Technical (writing): In addition to the stylistic factors I mentioned in “Prose”, Unholy Grail was also plagued with grammar and spelling errors. Certainly there was some attention to proofreading, but one or two more passes were needed.

Technical (coding): Unfortunately this is where Grail stumbles the most. JACL does a good job of imitating mainstream systems (especially Inform) in many ways, but in other crucial areas it falls critically short. For example, the system allows only one saved game at a time, and it lacks an “oops” verb. Also, its disambiguation is weak, a fact which caused a great deal of frustration for me as my reasonable answers to its reasonable questions kept getting the response “The sentence you typed was incomplete.” The system also overuses Graham Nelson’s famous “You can’t see any such thing,” applying it to sentences whose nouns are examinable and manipulable in other contexts. In addition to these general systemic problems, Grail itself had a number of particular bugs which I’ve reported to the author in a separate email.

OVERALL — A 7.O

The Curse Of Eldor by Stuart Allen [Comp96]

IFDB page: Curse Of Eldor
Final placement: 21st place (of 26) in the 1996 Interactive Fiction Competition

Well, this is a case of what could have been. What could have made for a fun, enjoyable game was brought down by a few fatal flaws: buggy coding, poor writing, and some clichéd settings and puzzles. I gave up on the game after about an hour, looked for the walkthrough and couldn’t find it. (I’m assuming there was one and I’m just too blind to figure out where it was. However, I didn’t appreciate the fact that the help info said to type “HELP” and then the topic I needed help with, but didn’t ever seem to respond to that command structure) Looking at the source code, I see there was a councillor who gives me the details of my mission — unfortunately, this councillor never showed up when I ran the game. Also, while I commend the author for writing an engine that comes as close as it does to emulating Infocom, it was missing some key features, such as “verbose”. Fix up the code, proof the writing, and you could have yourself a playable game. Unfortunately, the version that was entered in the competition is no such animal.
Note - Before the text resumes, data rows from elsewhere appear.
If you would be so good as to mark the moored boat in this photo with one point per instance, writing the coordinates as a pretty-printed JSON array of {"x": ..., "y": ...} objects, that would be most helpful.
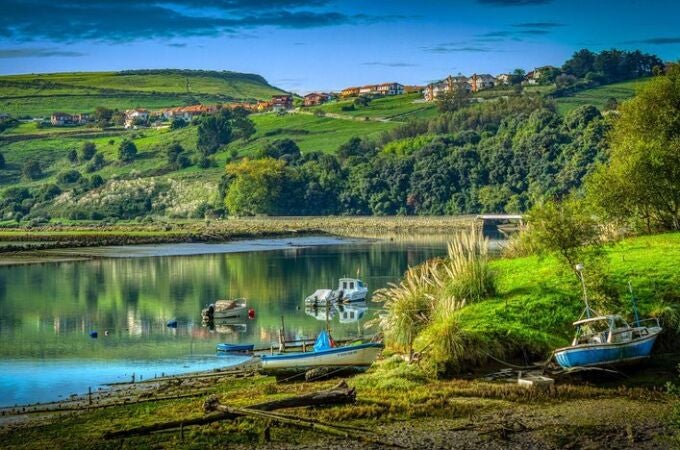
[
  {"x": 324, "y": 355},
  {"x": 226, "y": 309},
  {"x": 235, "y": 348},
  {"x": 606, "y": 340}
]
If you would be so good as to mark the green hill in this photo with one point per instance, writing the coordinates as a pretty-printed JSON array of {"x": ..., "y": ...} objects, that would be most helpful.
[
  {"x": 43, "y": 94},
  {"x": 598, "y": 96}
]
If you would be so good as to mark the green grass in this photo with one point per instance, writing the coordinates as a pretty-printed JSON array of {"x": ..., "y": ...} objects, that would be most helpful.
[
  {"x": 396, "y": 108},
  {"x": 311, "y": 133},
  {"x": 598, "y": 96},
  {"x": 537, "y": 299},
  {"x": 43, "y": 94}
]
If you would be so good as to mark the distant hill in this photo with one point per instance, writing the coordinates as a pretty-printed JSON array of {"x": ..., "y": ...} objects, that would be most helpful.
[{"x": 42, "y": 94}]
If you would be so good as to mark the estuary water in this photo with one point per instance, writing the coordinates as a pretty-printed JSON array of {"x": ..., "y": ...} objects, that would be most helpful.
[{"x": 128, "y": 294}]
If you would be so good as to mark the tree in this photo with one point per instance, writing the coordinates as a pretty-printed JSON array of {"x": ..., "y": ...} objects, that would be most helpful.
[
  {"x": 127, "y": 151},
  {"x": 72, "y": 156},
  {"x": 31, "y": 170},
  {"x": 178, "y": 123},
  {"x": 88, "y": 150},
  {"x": 255, "y": 187},
  {"x": 457, "y": 98},
  {"x": 567, "y": 229},
  {"x": 641, "y": 182}
]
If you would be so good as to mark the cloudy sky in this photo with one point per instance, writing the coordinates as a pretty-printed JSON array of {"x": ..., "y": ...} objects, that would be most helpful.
[{"x": 305, "y": 45}]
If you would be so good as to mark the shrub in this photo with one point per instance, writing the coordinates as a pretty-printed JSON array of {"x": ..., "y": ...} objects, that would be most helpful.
[
  {"x": 68, "y": 177},
  {"x": 127, "y": 151},
  {"x": 32, "y": 170},
  {"x": 88, "y": 150}
]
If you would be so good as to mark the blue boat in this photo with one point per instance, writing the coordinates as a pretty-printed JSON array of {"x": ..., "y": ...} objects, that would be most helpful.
[
  {"x": 324, "y": 355},
  {"x": 235, "y": 348},
  {"x": 608, "y": 340}
]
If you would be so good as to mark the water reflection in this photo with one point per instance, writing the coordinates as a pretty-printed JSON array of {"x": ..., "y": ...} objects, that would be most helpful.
[{"x": 47, "y": 310}]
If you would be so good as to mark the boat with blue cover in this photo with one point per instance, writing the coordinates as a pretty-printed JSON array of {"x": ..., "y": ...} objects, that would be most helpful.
[
  {"x": 235, "y": 348},
  {"x": 606, "y": 340},
  {"x": 325, "y": 354}
]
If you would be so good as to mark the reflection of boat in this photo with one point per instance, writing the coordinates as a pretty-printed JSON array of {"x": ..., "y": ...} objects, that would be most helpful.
[
  {"x": 608, "y": 340},
  {"x": 350, "y": 313},
  {"x": 225, "y": 309},
  {"x": 235, "y": 348},
  {"x": 323, "y": 355},
  {"x": 319, "y": 312},
  {"x": 349, "y": 290}
]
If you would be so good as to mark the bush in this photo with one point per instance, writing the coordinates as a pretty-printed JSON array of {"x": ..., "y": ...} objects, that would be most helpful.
[
  {"x": 127, "y": 151},
  {"x": 32, "y": 170},
  {"x": 68, "y": 177},
  {"x": 88, "y": 150}
]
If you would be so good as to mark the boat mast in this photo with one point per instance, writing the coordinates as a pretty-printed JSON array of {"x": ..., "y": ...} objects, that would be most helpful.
[
  {"x": 579, "y": 270},
  {"x": 632, "y": 299}
]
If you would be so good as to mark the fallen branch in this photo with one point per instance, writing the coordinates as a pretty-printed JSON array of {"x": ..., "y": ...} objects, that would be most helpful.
[{"x": 340, "y": 394}]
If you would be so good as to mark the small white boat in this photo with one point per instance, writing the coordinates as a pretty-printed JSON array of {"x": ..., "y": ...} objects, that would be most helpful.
[
  {"x": 226, "y": 309},
  {"x": 324, "y": 355},
  {"x": 321, "y": 297},
  {"x": 351, "y": 290}
]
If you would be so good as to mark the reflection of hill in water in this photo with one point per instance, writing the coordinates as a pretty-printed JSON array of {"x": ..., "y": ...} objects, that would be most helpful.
[{"x": 46, "y": 310}]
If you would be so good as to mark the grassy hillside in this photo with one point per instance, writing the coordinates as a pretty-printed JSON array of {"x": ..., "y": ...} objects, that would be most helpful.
[
  {"x": 598, "y": 96},
  {"x": 397, "y": 108},
  {"x": 42, "y": 94}
]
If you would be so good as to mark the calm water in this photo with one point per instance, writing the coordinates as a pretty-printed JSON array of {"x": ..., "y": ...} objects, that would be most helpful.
[{"x": 47, "y": 310}]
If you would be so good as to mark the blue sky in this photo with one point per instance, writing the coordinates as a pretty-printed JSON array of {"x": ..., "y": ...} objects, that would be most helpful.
[{"x": 305, "y": 45}]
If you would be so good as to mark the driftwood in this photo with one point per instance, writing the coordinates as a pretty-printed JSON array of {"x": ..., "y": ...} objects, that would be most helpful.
[{"x": 340, "y": 394}]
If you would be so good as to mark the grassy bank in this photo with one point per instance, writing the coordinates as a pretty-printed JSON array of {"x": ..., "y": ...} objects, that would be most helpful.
[
  {"x": 537, "y": 299},
  {"x": 76, "y": 234}
]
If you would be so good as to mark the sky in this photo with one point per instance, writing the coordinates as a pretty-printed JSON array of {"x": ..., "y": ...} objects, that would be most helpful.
[{"x": 309, "y": 45}]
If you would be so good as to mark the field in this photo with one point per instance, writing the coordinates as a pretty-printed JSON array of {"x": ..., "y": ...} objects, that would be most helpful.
[
  {"x": 396, "y": 108},
  {"x": 598, "y": 96},
  {"x": 43, "y": 94}
]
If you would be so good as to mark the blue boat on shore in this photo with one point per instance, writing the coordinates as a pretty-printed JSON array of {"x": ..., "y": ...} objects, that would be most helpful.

Prose: Once in a while the prose would reach a level where I enjoyed reading it. All too often, though, it was simply one trite cliché after another (A dragon regards you sleepily, the men are gathered around the roaring fire, etc.) The other problem with the prose was its uneven level of detail. Some things in room descriptions were described at length — some other obvious features (a twelve foot pit, for example) were not described at all. Also, some simple errors (a room description which tells of an exit leading east when the exit really leads west) lead me to believe that the game was not well beta-tested.

Difficulty: Well, considering that from the outset something I needed to complete the game was hidden by buggy coding, I’d rate the difficulty right at “impossible.”

Technical (coding): As I’ve said, quite spotty. Not to take away from the author’s accomplishment of creating a free-standing text adventure engine — this is obviously quite respectable. However, it’s not all that respectable if it doesn’t work. Example bugs are (of course) the councillor, the “help” command that doesn’t help, and the fact that basic commands like “verbose” and “again” are unavailable.

Technical (writing): Unfortunately, the writing was littered with quite a few errors, especially spelling errors and simple grammar errors. For example, lots of it’s/its errors, which is a pet peeve of mine. Clearly this work was not proofread (at least, I hope it wasn’t proofread!).

Plot: I found it too difficult to get past the bugs to find the development of anything I could reasonably call a plot.

Puzzles: Once again, the real puzzle was figuring out where the bugs are in the game’s code. From looking at the source code, the puzzles I looked at were fairly well-worn (picking a lock with a wire, making an animal sneeze). However, to be fair I didn’t come across all that many puzzles on my own, so there may be some better ones that I missed. Gee, a walkthrough or hints would have helped!